Sherwood & Son Company furnished horses for the great tour by General LaFayette in 1825. The opening of the Erie canal in that year didn't seem to have a negative effect of stage travel, if any it increased the stage business from hubs along the canal to population centers north and south of the ditch.
When the canal closed down in winter, coach travel was the only alternative. Competition on the stage routes drew the "old liners" together to form a telegraph system of coaches, where travel from Albany to Buffalo could be achieved in just over 45 hours.

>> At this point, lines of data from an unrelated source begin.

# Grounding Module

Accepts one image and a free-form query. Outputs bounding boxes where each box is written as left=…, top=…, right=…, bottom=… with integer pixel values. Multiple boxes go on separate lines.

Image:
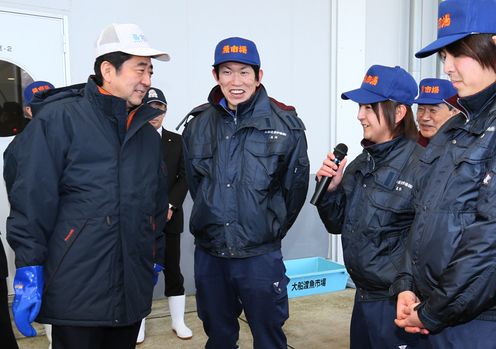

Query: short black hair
left=93, top=51, right=133, bottom=86
left=214, top=63, right=260, bottom=81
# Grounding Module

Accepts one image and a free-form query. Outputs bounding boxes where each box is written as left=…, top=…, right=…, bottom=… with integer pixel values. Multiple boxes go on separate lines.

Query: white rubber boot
left=43, top=324, right=52, bottom=349
left=168, top=295, right=193, bottom=339
left=136, top=319, right=145, bottom=344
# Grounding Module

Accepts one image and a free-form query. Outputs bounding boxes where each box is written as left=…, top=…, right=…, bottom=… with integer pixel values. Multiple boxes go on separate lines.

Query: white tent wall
left=0, top=0, right=438, bottom=295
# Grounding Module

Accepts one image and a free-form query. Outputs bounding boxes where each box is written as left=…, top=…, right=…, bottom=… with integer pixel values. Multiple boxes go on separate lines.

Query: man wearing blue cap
left=391, top=0, right=496, bottom=349
left=23, top=80, right=54, bottom=119
left=183, top=37, right=309, bottom=349
left=413, top=78, right=460, bottom=147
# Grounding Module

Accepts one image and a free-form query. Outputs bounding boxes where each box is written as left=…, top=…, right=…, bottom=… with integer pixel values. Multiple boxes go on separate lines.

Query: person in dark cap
left=413, top=78, right=460, bottom=147
left=23, top=80, right=55, bottom=119
left=183, top=37, right=309, bottom=349
left=317, top=65, right=426, bottom=349
left=137, top=87, right=193, bottom=343
left=391, top=0, right=496, bottom=349
left=4, top=24, right=169, bottom=349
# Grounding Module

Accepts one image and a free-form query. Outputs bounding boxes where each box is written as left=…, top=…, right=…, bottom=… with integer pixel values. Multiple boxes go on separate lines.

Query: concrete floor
left=14, top=289, right=355, bottom=349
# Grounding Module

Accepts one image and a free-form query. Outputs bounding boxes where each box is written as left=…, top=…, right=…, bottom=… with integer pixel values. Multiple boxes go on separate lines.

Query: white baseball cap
left=96, top=23, right=170, bottom=62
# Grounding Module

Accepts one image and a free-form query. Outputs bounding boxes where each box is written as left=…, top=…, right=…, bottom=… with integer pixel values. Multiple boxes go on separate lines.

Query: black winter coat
left=183, top=86, right=309, bottom=258
left=317, top=137, right=423, bottom=300
left=4, top=79, right=168, bottom=326
left=392, top=84, right=496, bottom=332
left=161, top=128, right=188, bottom=234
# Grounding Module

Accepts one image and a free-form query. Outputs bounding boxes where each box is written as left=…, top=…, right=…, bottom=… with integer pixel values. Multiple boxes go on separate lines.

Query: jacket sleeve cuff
left=389, top=277, right=415, bottom=296
left=417, top=302, right=446, bottom=333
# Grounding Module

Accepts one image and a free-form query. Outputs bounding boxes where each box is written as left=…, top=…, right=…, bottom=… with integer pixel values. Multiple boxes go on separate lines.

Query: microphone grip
left=310, top=159, right=341, bottom=205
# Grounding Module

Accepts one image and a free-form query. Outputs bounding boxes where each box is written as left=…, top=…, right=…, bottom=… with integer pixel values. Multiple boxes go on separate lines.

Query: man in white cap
left=4, top=24, right=169, bottom=349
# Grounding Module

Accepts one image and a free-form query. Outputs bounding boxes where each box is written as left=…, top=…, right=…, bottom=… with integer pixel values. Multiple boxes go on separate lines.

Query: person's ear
left=100, top=61, right=115, bottom=83
left=212, top=68, right=219, bottom=83
left=394, top=104, right=406, bottom=124
left=450, top=108, right=460, bottom=116
left=257, top=69, right=263, bottom=87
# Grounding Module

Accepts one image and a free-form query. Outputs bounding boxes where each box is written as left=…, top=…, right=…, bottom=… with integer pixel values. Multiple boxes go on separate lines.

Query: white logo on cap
left=148, top=90, right=158, bottom=98
left=133, top=34, right=146, bottom=42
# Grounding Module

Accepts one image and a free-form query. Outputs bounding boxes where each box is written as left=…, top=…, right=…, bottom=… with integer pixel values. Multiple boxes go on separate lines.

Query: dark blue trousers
left=427, top=320, right=496, bottom=349
left=195, top=247, right=289, bottom=349
left=350, top=292, right=428, bottom=349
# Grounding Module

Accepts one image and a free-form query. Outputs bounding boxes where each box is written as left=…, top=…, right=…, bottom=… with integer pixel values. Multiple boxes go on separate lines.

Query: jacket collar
left=85, top=76, right=162, bottom=139
left=449, top=82, right=496, bottom=135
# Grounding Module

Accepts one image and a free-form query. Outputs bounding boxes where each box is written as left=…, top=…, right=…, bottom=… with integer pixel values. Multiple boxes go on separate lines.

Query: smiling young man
left=183, top=37, right=309, bottom=349
left=4, top=24, right=169, bottom=349
left=413, top=78, right=460, bottom=147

Competition from a startup stage company in 1828, the Pioneer Stage Company, had the Sherwood Stage Line banned from using the Western Express Hotel in Auburn. John moved his office across the street and John with his father built the American Hotel to accommodate the stage guests and horses. The Pioneer Line was formed because some believed that business should not be transacted on the Sabbath. Pioneer ran from Monday through Saturday, and the "old liners" ran 7 days a week. The Sherwood Lines survived this challenge.

John Sherwood

1831: One of 3 Auburn representatives at the State Railroad Convention.
1832: President of the Board of the Auburn Academy.
1835: Col. Sherwood was involved in the attempted reorganization of the Owasco Canal Company.
1835: Director of Auburn/Syracuse Railroad.
1835: Contracted to furnish horses for Auburn-Syracuse railroad first year.
(Horses were used until an steam engine was procured)
1836: Director of the Auburn/Rochester Railroad.
1838: He brought TJ Kennedy to Auburn to paint stage coaches.
1841: His father Isaac died in Auburn, buried in Skaneateles Lake View Cemetery.
1841: Helped establish 2nd Agricultural Society of Cayuga County, served as V.P. Later served as the President.
Eventually became the President of the State Agricultural Society.
1842: He retired to his farm in Auburn to breed and raise cattle.
1844: One of the players in the formation of the Cayuga Factory - Woolen Mill.
1852: Committee Member looking into formation of Ontario, Auburn and NY Railroad.
1852: His first wife Henrietta Betts Sherwood died.
1855: Married to second wife Mary A Redington.
1856: On his farm, first demonstration of Kirby Reaper, later to be manufactured by the Osborne Works.
1862: Involved in the recruitment of troops for the Civil War. After the War he moved to Phelps.
1870: He moved to Syracuse where he died.

Sherwood Farm Cottage in 1857.
The residence still stands on Sherwood Street, Auburn.

The Sherwood family plot is located in the Cemetery's Fort Allegan section.